The AACR Cancer Progress Report 2022 highlights the continued decline in the overall cancer mortality rate that has translated into nearly 3.5 million cancer deaths avoided between 1991 and 2019. In recent years, the pace of the decline has accelerated, as reflected by a 2.3 percent decrease in cancer deaths every year between 2016 and 2019. The number of cancer survivors has increased by more than one million in just the past three years and, as of January 2022, there were more than 18 million cancer survivors living in the U.S.

The tangible progress being made against cancer is also underscored by the new precision medicine-based therapeutics that were approved during the 12 months covered by this report. Many of the newly approved therapeutics have expanded the number of treatment options for patients with cancer, while some have provided the first ever therapeutic option for certain diseases, including some difficult-to-study rare forms of cancer.

An emerging approach to cancer care is the use of combinations of two or more different types of therapeutics. During the period covered in this report, FDA approved new combinations of two radionuclides to visualize and destroy prostate cancer cells; two molecularly targeted therapeutics to treat any solid tumor with a specific genetic alteration; and two immunotherapeutics, one of which targets a novel immune checkpoint protein, to treat metastatic melanoma. Similar and several new and novel types of treatment combinations are anticipated to be approved in the coming years and will solidify the importance of combination therapy as the sixth pillar of the cancer treatment paradigm.

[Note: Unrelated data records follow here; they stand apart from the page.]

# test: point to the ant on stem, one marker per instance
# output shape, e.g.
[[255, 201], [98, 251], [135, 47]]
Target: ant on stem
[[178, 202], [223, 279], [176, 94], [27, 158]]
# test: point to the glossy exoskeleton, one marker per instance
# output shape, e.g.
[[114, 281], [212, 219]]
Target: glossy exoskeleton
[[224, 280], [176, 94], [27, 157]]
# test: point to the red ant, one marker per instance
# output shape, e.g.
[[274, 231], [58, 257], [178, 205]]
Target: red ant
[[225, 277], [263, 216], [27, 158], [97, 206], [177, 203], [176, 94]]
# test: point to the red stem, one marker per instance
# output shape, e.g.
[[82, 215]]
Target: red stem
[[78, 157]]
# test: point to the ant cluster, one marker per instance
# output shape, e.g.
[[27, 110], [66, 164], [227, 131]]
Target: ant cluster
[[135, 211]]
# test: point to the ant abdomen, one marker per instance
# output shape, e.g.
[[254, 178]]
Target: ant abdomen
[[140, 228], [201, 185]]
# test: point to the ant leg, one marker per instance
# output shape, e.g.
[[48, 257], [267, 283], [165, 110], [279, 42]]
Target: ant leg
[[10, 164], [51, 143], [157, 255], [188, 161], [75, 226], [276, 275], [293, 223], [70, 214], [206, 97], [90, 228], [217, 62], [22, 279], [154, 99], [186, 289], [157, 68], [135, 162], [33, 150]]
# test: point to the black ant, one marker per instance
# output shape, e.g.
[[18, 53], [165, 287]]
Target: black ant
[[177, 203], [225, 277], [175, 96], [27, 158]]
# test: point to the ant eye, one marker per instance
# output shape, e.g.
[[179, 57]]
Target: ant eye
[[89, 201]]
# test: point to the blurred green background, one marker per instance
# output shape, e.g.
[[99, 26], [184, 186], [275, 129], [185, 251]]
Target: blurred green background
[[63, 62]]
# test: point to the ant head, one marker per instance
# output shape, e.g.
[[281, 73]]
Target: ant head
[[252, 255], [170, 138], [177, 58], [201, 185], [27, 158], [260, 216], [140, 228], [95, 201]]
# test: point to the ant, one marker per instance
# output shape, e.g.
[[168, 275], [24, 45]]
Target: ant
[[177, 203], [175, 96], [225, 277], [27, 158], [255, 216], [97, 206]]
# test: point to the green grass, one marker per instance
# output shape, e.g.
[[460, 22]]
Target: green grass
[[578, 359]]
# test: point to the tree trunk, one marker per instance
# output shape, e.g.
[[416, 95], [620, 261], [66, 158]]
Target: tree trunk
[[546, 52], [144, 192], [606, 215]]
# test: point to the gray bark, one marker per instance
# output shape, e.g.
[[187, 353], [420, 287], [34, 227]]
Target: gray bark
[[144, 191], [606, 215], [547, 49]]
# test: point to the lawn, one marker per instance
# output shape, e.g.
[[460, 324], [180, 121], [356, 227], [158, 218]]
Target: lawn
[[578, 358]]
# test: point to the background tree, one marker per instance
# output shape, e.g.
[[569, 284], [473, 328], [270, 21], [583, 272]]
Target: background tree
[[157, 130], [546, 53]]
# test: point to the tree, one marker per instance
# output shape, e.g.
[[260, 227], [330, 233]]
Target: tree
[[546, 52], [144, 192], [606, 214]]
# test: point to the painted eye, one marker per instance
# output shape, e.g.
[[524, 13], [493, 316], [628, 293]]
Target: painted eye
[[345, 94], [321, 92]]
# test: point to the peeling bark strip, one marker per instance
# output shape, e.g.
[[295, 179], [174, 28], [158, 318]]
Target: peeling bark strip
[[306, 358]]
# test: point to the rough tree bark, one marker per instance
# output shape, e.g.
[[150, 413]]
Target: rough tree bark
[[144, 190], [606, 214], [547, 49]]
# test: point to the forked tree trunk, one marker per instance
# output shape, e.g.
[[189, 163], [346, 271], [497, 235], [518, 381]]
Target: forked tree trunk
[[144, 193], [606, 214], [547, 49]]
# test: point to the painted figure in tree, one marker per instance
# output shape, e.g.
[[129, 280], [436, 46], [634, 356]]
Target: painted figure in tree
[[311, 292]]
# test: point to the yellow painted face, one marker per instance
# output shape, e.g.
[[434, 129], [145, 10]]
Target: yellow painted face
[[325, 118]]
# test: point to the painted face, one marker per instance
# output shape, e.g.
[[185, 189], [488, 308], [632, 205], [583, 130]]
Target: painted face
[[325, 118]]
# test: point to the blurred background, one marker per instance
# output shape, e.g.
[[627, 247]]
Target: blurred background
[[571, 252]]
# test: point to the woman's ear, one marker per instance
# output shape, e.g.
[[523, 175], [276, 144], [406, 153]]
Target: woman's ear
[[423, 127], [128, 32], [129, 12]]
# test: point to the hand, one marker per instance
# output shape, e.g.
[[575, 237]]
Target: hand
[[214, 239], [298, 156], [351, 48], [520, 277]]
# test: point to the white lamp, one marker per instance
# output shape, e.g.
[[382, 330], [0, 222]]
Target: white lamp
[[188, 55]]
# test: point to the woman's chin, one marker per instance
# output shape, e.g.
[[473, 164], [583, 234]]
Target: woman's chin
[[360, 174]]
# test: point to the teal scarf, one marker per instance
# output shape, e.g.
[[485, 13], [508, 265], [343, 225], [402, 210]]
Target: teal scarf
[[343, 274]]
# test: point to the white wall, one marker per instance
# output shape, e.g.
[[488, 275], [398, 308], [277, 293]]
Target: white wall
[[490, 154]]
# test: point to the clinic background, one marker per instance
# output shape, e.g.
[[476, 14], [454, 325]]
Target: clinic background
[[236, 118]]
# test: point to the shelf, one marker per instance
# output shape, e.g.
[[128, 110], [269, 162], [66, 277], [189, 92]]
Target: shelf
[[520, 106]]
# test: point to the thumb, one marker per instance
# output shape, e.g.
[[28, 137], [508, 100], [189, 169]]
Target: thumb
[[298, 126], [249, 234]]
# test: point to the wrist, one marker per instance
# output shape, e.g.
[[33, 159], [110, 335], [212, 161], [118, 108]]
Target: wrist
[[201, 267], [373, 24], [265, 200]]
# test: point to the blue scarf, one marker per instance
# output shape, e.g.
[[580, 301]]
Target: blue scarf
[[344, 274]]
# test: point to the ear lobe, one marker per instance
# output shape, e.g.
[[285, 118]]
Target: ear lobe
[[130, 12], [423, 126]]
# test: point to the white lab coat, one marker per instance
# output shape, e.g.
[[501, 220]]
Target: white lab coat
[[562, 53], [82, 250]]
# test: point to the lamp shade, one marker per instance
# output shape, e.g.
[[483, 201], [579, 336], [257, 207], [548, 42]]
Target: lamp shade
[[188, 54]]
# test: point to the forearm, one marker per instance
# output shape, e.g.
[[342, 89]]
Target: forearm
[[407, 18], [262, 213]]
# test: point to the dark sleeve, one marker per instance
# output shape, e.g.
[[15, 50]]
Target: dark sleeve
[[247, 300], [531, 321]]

A new wave of scientific and technological innovation has also revealed the potential of cutting-edge tools, such as liquid biopsies and AI-driven software systems, in early detection and diagnosis of cancers. Some of these tools have been already approved by FDA, and are transforming the future of early detection, interception, diagnosis, treatment, and disease surveillance. Others, such as single-cell characterization of tumors and state-of-the-art imaging techniques, will help researchers decode some of cancer’s most elusive questions, such as heterogeneity and tumor evolution and treatment resistance.

Despite the major progress that is being made against cancer, as detailed in the report, there are several areas in cancer research and patient care that need to be addressed in order to provide opportunities for further advances. As highlighted throughout the report, racial and ethnic minorities and medically underserved population groups in the U.S. continue to shoulder a disproportionate burden of cancer. The epidemic of obesity in U.S. adults and youth, and that of e-cigarette use in the U.S. youth, continue to threaten the progress made against cancer. Awareness of and adherence to routine cancer screening continue to be suboptimal. Participation and diversity in clinical trials that are reflective of the U.S. cancer burden continue to be minimal. Financial burden of a cancer diagnosis on those directly affected by it, as well as on the U.S. economy, continues to be substantial. And while cancer screening and clinical trials—both of which were severely impacted by COVID-19—are returning to prepandemic levels, the full impact of the pandemic on cancer research and patient care remains to be seen.

Based on the evidence presented in the report, AACR calls upon Congress for its resolute and trusted bipartisan support to make medical research a long-term strategic priority for our nation (see AACR Call to Action). All stakeholders in the cancer care continuum, dedicated to working together to fundamentally changing the burden of cancer, can seize the unprecedented scientific opportunities that lie ahead for making strides to eradicate cancer in the U.S. and worldwide.